No one ever talks disparagingly about anything going apple-shaped, and pears even come second in Cockney Rhyming Slang. Poor pears just aren't as cool and popular as apples.
To describe it as the apple’s retarded cousin would be unduly harsh but you could be forgiven for thinking that the pear has been runner-up to its fellow pomaceous fruit since the Garden of Eden.
It’s hard to imagine a world where The Beatles and Steve Jobs would have fought a long running legal battle over the right to the ‘Pear’ trademark, no one ever talks disparagingly about anything going apple-shaped, and pears even come second in Cockney Rhyming Slang. Poor pears just aren’t as cool and popular as apples.
But that’s not always been the case. Various ancient civilisations considered the pear a far superior fruit to the apple. In China until the end of the Sung dynasty (AD 1279) there was only one known variety of apple and copious varieties of pears. It was a similar story in classical Greece and in Rome where Pliny the Elder recorded 41 types of pear and far fewer varieties of apple.
Although the Doomsday Book of 1086 refers to pear trees as boundary markers in England, cultivated pears were not introduced to Britain, from France, until the 16th century. The French popularised the pear throughout Europe during The Middle Ages, while the Belgians perfected it by breeding around 400 new and improved varieties.
By the late 19th Century there were around 700 varieties of pear in Britain. Today 90% of British pear production is given over to the Conference Pear, which first appeared on the scene in 1885.
British pears should be an autumnal treat, in season from September to early January but today they sit in the apple’s shadow, particularly in terms of supermarket shelf space, because they are delicate and difficult to store.

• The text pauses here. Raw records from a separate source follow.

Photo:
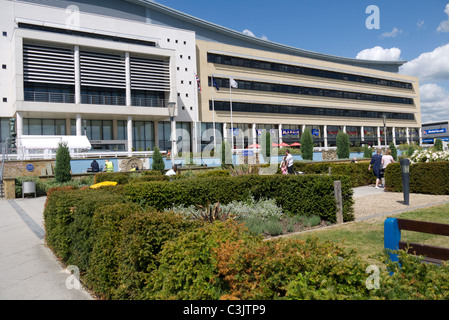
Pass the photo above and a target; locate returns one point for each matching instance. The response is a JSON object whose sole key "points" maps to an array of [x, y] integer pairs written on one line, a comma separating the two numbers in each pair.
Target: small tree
{"points": [[343, 144], [394, 151], [158, 161], [438, 145], [367, 151], [62, 167], [225, 154], [266, 147], [307, 145]]}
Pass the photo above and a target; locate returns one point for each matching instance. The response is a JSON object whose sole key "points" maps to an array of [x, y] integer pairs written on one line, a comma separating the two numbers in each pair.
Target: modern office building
{"points": [[435, 130], [109, 69]]}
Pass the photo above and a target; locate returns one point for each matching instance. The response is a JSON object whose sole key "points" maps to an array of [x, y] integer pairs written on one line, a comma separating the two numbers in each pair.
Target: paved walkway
{"points": [[30, 271]]}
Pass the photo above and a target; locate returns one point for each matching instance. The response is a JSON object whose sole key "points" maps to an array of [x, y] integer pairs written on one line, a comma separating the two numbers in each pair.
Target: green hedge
{"points": [[296, 194], [426, 178], [124, 252], [357, 172], [125, 177]]}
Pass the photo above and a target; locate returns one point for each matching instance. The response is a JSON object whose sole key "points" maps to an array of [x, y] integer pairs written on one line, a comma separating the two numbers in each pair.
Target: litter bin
{"points": [[28, 187]]}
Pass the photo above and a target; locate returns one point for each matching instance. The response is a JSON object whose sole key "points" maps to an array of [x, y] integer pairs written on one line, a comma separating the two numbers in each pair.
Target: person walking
{"points": [[289, 161], [108, 166], [95, 167], [386, 160], [376, 163]]}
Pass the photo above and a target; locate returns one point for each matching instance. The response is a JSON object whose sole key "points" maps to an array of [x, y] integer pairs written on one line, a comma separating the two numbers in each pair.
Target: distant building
{"points": [[435, 130], [108, 70]]}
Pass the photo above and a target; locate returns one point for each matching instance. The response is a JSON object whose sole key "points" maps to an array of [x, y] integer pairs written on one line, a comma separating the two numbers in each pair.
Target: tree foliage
{"points": [[158, 161]]}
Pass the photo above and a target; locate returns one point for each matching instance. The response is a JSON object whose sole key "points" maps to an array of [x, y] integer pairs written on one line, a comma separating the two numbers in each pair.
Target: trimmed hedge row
{"points": [[124, 252], [296, 194], [357, 172], [427, 178]]}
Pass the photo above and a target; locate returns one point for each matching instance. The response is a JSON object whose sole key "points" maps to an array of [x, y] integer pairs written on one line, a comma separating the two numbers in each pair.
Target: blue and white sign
{"points": [[434, 131]]}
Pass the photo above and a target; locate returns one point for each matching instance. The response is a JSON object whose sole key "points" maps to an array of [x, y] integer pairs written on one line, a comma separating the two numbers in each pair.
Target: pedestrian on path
{"points": [[376, 163]]}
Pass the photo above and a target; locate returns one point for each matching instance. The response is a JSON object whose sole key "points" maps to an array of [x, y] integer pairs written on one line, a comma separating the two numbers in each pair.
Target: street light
{"points": [[171, 110]]}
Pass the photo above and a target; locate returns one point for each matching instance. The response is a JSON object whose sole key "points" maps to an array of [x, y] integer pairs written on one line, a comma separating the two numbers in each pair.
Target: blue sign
{"points": [[433, 131]]}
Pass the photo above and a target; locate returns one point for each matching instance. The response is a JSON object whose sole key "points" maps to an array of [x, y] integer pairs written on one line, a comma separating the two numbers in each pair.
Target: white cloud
{"points": [[420, 24], [444, 26], [434, 103], [429, 66], [380, 54], [392, 34], [249, 33]]}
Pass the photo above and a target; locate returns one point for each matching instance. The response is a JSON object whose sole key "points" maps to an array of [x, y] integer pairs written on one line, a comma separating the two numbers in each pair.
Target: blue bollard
{"points": [[392, 236]]}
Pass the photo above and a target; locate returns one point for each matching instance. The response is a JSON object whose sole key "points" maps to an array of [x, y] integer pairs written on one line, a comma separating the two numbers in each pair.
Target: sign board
{"points": [[434, 131]]}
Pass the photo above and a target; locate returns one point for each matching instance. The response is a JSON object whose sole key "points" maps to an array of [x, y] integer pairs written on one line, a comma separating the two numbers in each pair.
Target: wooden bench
{"points": [[431, 254]]}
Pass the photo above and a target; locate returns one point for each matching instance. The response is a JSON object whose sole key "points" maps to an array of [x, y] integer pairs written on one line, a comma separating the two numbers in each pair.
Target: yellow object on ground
{"points": [[103, 184]]}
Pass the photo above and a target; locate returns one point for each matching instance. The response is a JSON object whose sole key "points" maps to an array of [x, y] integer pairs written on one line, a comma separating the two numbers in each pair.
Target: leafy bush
{"points": [[297, 195], [427, 178], [158, 160], [187, 269]]}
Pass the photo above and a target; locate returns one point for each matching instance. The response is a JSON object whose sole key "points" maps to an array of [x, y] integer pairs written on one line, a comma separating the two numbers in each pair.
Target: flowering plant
{"points": [[429, 155]]}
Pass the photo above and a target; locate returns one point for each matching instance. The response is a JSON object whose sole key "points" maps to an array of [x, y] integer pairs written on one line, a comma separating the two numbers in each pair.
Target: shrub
{"points": [[427, 178], [367, 151], [62, 167], [143, 237], [297, 195], [158, 160], [394, 151], [438, 146], [343, 144], [187, 269], [289, 269], [307, 145]]}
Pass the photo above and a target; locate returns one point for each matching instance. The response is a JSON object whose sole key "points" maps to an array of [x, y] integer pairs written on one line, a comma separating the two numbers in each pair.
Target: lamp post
{"points": [[405, 173], [171, 110]]}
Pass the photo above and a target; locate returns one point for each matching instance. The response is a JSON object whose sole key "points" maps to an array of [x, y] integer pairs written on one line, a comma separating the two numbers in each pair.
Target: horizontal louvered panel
{"points": [[48, 64], [102, 70], [150, 74]]}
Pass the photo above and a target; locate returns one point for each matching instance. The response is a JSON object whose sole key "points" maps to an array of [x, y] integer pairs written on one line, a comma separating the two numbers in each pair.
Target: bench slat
{"points": [[432, 252], [426, 227]]}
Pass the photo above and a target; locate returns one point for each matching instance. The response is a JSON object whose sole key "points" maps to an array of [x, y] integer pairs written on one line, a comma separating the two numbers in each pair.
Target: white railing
{"points": [[49, 97]]}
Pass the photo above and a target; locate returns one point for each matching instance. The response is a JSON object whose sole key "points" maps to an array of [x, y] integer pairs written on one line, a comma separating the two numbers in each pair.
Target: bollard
{"points": [[405, 170]]}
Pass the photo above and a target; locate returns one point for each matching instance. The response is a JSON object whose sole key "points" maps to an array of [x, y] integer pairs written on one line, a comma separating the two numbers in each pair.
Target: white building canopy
{"points": [[52, 142]]}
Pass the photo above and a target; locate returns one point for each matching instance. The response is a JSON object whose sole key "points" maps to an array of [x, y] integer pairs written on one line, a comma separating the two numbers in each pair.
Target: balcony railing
{"points": [[149, 102], [94, 99], [49, 97], [103, 100]]}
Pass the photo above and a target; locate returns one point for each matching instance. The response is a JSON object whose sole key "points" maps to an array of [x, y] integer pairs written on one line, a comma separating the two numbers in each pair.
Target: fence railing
{"points": [[49, 97]]}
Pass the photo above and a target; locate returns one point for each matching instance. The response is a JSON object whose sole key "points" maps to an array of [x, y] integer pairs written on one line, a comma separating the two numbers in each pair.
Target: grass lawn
{"points": [[367, 237]]}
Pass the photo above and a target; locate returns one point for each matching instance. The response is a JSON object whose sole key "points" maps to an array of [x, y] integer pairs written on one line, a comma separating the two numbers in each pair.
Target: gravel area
{"points": [[371, 203]]}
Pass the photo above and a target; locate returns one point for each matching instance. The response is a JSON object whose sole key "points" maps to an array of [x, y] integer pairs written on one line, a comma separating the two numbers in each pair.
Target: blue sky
{"points": [[416, 31]]}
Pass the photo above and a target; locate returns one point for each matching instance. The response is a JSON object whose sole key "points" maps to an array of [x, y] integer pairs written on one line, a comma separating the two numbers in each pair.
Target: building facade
{"points": [[109, 69], [435, 130], [71, 69]]}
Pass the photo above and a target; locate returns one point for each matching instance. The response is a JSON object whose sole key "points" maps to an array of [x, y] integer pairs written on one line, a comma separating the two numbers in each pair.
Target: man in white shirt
{"points": [[289, 161], [172, 171]]}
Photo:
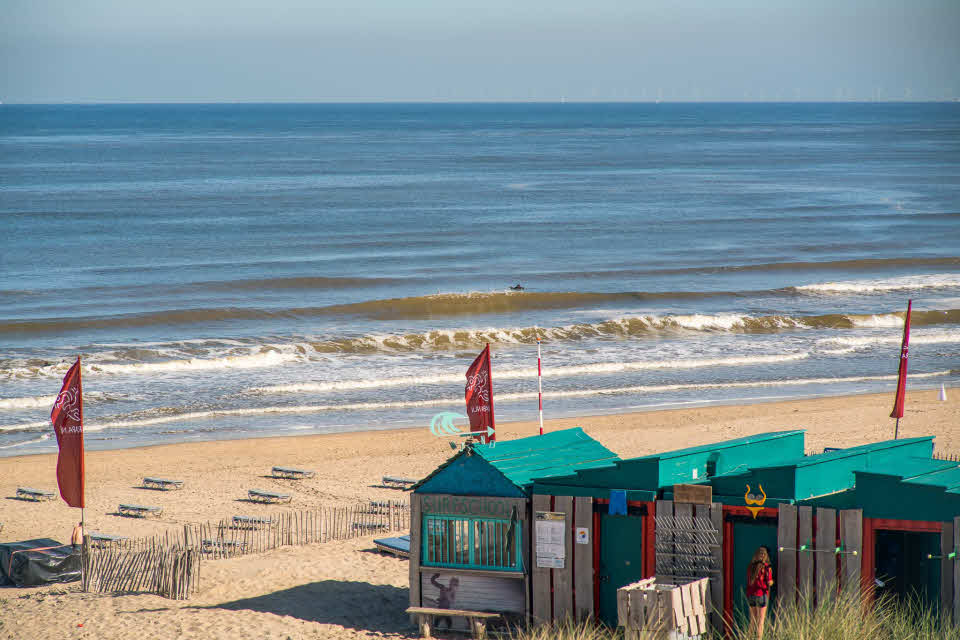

The great English apple geek Edward Bunyard remarked that while it is ‘the duty of an apple to be crisp and crunchable, a pear should have such a texture as leads to silent consumption.’
A perfect pear at its peak beats any apple, its subtle, soft, sweet, fragrant flesh melting in your mouth; its ester-like perfume lingering on your lips. Sadly such specimens prove as elusive as rocking horse excrement and the typical supermarket pear tends to be either bullet-like or – after you’ve left it to ripen – a disheartening gritty mush. So the news that they’re working on ‘super-cooled’ pears that will sit on supermarket shelves all year round should leave you – if not British growers - lukewarm.